Global Health Policy Center Monthly Newsletter: July 2017

Dear colleague,
 
Welcome to the July 2017 newsletter from the Global Health Policy Center (GHPC) at the Center for Strategic and International Studies (CSIS)! We invite you to catch up on our latest content.

Publications:

  • Protecting the United States from the Health Security Risk of Global Tuberculosis: Tuberculosis (TB), an airborne infectious disease, is the number one infectious disease killer worldwide. Moreover, drug-resistant forms of TB are rapidly rising and pose a health security threat to the U.S. Cases of multidrug-resistant TB (MDR-TB) and extensively drug-resistant TB (XDR-TB) are difficult to treat, costly, and often fatal.

    From March to April 2017, CSIS convened a series of discussions with domestic and global TB experts on the greatest pressing issues in TB control, financing, research, and product development. A new report by GHPC Senior Fellow Audrey Jackson resulted from those consultations.

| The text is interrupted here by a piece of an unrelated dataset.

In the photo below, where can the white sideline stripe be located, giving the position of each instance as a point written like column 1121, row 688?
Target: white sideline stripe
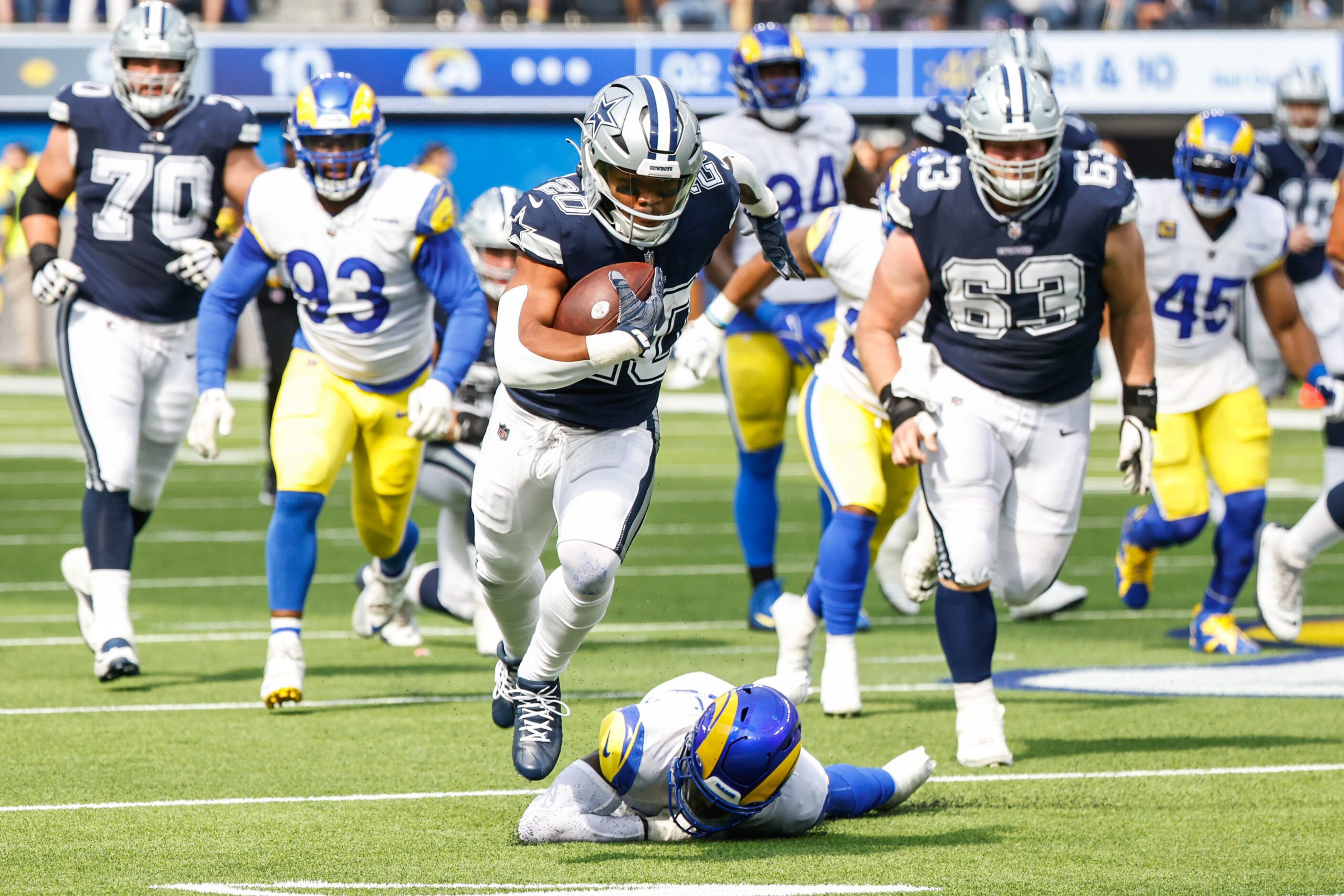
column 385, row 702
column 464, row 794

    To protect Americans and to make the most of the newly available medical countermeasures, innovative scientific thinking, and burgeoning international political will, the time is ripe for a heightened U.S. focus on the global TB epidemic. We call for the U.S. government to invest strategically in domestic and global TB programs and research and development (R&D) that will contribute to ending the TB epidemic. In the short-term, there are existing and newly emerging treatments and diagnostics that can be deployed effectively to reduce the impact of TB in the United States and globally. Innovations in service delivery can enhance treatment outcomes and prevent the development and spread of MDR-TB and XDR-TB. Immediate and ongoing investments in R&D are also needed to stimulate new treatments, diagnostics, and ultimately a vaccine to end the global TB epidemic.
     
  • In February 2017, the GHPC convened an expert working group on HIV to discuss critical issues affecting continued U.S. leadership on HIV and progress toward control of the pandemic. On June 21, my colleague Sara Allinder, Deputy Director and Senior Fellow, and I published a policy brief,  “A Moment of Reckoning for U.S. Leadership on Global HIV” on behalf of the group. The brief is a response to the Trump administration’s proposed $2 billion in cuts to global health and makes recommendations to the Trump administration and Congress on global HIV strategy.

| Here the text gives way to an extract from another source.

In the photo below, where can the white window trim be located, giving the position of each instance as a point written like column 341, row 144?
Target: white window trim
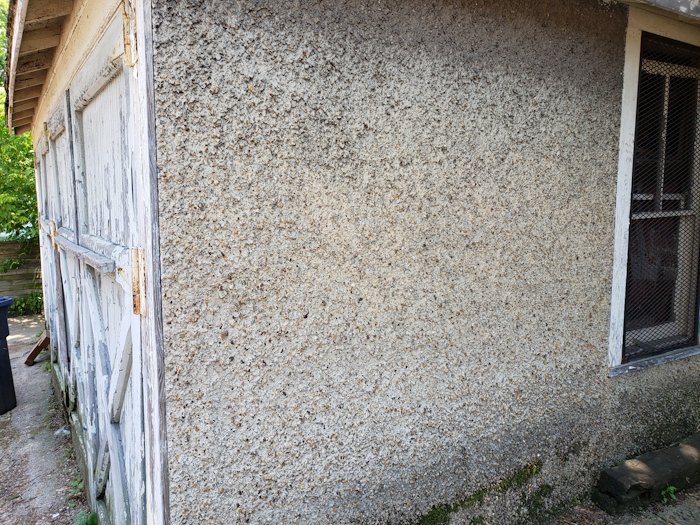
column 640, row 20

    A subgroup of the HIV working group examined the urgency of preventing HIV infections among adolescent girls and young women, especially in east and southern Africa. In “The Next Frontier: Stop New HIV Infections in Adolescent Girls and Young Women,” Janet Fleischman, Senior Associate, and Katey Peck, Program Manager and Research Associate, describe the high burden of HIV on this population, a U.S.-led public private partnership to reduce new infection rates, and steps the Trump administration and Congress should take to strengthen U.S. leadership and impact in this area.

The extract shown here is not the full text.